I am trying to install mongodb-replicaset helmchart available on Rancher2 (well it's mostly a k8s problem imho).
The service is named mongodb-replicaset
in the namespace mongodb-replicaset
.
On init, the bootstrap
container is stuck waiting for peer-finder
command. This log is printed again and again every few seconds:
lookup mongodb-replicaset on 10.43.0.10:53: read udp 10.42.8.5:54048->10.43.0.10:53: i/o timeout
The IP (10.43.0.10) is the same as in /etc/resolv.conf
, but it looks like the DNS server is not responding in time.
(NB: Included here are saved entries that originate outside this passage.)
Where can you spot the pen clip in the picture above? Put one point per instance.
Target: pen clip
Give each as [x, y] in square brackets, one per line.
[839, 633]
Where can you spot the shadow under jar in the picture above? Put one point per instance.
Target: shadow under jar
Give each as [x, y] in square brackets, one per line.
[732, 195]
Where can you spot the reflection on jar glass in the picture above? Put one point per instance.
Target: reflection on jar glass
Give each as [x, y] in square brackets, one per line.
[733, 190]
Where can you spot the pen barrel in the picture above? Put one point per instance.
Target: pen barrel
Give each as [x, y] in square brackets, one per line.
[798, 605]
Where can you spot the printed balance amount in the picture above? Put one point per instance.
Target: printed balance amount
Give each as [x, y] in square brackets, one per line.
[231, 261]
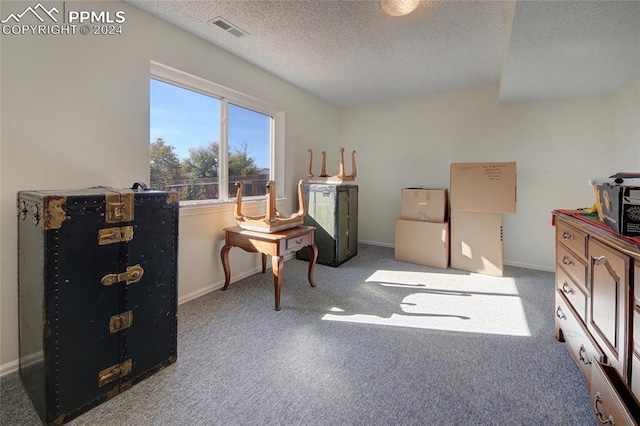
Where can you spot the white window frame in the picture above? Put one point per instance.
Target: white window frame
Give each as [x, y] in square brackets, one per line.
[226, 95]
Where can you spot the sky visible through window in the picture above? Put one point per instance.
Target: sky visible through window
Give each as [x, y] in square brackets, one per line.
[187, 119]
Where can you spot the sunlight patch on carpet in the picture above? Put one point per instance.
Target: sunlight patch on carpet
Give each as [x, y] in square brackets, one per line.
[469, 303]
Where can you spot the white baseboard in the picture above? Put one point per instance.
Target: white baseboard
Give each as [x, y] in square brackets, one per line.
[218, 285]
[8, 368]
[530, 266]
[376, 243]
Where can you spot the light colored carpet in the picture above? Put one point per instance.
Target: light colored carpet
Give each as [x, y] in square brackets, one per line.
[377, 342]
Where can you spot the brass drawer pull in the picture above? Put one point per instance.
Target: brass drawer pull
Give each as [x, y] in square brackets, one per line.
[598, 413]
[566, 288]
[582, 358]
[120, 322]
[115, 235]
[115, 372]
[132, 275]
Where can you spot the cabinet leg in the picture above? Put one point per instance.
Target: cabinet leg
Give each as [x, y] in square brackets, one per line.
[312, 262]
[277, 263]
[224, 256]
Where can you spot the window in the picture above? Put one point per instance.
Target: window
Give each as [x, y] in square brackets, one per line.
[205, 138]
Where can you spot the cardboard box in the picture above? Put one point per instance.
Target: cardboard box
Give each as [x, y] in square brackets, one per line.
[424, 203]
[424, 243]
[484, 187]
[618, 203]
[476, 242]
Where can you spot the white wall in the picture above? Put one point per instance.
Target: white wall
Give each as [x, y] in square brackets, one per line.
[558, 145]
[75, 113]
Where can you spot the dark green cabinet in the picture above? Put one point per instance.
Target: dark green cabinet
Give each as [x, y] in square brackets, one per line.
[333, 210]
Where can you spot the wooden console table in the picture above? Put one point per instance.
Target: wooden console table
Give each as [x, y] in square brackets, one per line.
[276, 244]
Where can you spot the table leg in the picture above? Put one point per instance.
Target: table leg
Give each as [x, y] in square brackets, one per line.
[277, 265]
[224, 255]
[312, 262]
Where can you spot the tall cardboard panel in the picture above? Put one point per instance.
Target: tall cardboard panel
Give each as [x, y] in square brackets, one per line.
[484, 187]
[97, 275]
[423, 243]
[333, 210]
[476, 242]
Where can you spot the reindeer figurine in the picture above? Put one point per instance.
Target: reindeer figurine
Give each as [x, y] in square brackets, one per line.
[273, 220]
[323, 177]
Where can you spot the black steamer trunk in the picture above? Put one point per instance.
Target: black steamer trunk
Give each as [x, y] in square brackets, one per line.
[97, 293]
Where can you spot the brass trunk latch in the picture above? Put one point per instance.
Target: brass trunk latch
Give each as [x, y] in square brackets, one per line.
[115, 235]
[118, 207]
[133, 274]
[114, 372]
[120, 322]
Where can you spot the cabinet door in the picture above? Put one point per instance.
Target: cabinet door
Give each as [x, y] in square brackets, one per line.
[347, 213]
[608, 319]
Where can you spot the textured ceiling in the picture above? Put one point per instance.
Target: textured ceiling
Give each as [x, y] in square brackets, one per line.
[349, 52]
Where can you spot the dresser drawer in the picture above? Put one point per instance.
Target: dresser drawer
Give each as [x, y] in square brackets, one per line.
[580, 346]
[296, 243]
[571, 237]
[574, 293]
[575, 267]
[611, 401]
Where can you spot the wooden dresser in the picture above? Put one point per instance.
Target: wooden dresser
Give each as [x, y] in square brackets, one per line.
[597, 313]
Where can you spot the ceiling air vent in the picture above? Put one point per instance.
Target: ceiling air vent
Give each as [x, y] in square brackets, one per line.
[228, 27]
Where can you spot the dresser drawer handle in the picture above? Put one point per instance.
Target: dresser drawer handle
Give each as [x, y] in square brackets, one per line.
[566, 288]
[599, 415]
[582, 358]
[566, 260]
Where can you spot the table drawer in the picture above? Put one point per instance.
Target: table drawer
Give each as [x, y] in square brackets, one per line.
[575, 267]
[572, 238]
[636, 282]
[580, 346]
[296, 243]
[574, 293]
[635, 375]
[636, 328]
[611, 401]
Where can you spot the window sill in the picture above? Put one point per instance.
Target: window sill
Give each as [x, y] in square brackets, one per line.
[195, 208]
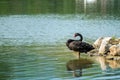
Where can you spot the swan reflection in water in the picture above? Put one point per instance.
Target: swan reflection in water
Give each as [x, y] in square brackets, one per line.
[107, 64]
[77, 65]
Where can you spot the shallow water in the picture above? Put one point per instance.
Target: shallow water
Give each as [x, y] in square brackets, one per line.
[32, 39]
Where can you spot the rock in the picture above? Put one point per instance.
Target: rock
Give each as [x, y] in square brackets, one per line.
[115, 50]
[104, 47]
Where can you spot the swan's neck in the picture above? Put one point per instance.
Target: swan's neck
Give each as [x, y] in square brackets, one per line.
[81, 37]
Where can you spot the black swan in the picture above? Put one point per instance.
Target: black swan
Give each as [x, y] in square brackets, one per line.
[78, 45]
> kubectl exec -i -t dnsutils -- cat /etc/resolv.conf
nameserver 10.43.0.10
search default.svc.cluster.local svc.cluster.local cluster.local
options ndots:5
I added a log
option for coredns in the related ConfigMap, and now I can see the requests made to the coredns
service:
> kubectl logs --namespace=kube-system -l k8s-app=kube-dns -f
[INFO] 10.42.8.5:49418 - 22856 "SRV IN mongodb-replicaset.mongodb-replicaset.svc.cluster.local. udp 73 false 512" NOERROR qr,aa,rd 316 0.000214362s
[INFO] 10.42.8.5:47437 - 28407 "SRV IN mongodb-replicaset.svc.cluster.local. udp 54 false 512" NOERROR qr,aa,rd 147 0.000184052s
[INFO] 10.42.8.5:35926 - 3179 "SRV IN mongodb-replicaset.svc.cluster.local. udp 54 false 512" NOERROR qr,aa,rd 147 0.000168232s
[INFO] 10.42.8.5:52756 - 25514 "SRV IN mongodb-replicaset.cluster.local. udp 50 false 512" NXDOMAIN qr,aa,rd 143 0.000166371s
[INFO] 10.42.8.5:45189 - 5389 "SRV IN mongodb-replicaset. udp 36 false 512" NXDOMAIN qr,rd,ra 111 0.001224073s
[INFO] 10.42.8.5:34150 - 3084 "SRV IN mongodb-replicaset. udp 36 false 512" NXDOMAIN qr,aa,rd,ra 111 0.000131951s
When I try to make a dig
or nslookup
to the server, I have a timeout on both of the commands:
> kubectl exec -i -t dnsutils -- dig serverfault.com
; <<>> DiG 9.11.6-P1 <<>> serverfault.com
;; global options: +cmd
;; connection timed out; no servers could be reached
command terminated with exit code 9
But I can see the request on the coredns
logs :
> kubectl logs --namespace=kube-system -l k8s-app=kube-dns -f
[INFO] 10.42.6.6:43125 - 1737 "A IN serverfault.com. udp 56 false 4096" NOERROR qr,rd,ra 157 0.001773677s
[INFO] 10.42.6.6:43125 - 1737 "A IN serverfault.com. udp 56 false 4096" NOERROR qr,aa,rd,ra 157 0.000264764s
[INFO] 10.42.6.6:43125 - 1737 "A IN serverfault.com. udp 56 false 4096" NOERROR qr,aa,rd,ra 157 0.000200713s
I have the same results as above when I dig the internal FQDN : dig mongodb-replicaset.mongodb-replicaset.svc.cluster.local.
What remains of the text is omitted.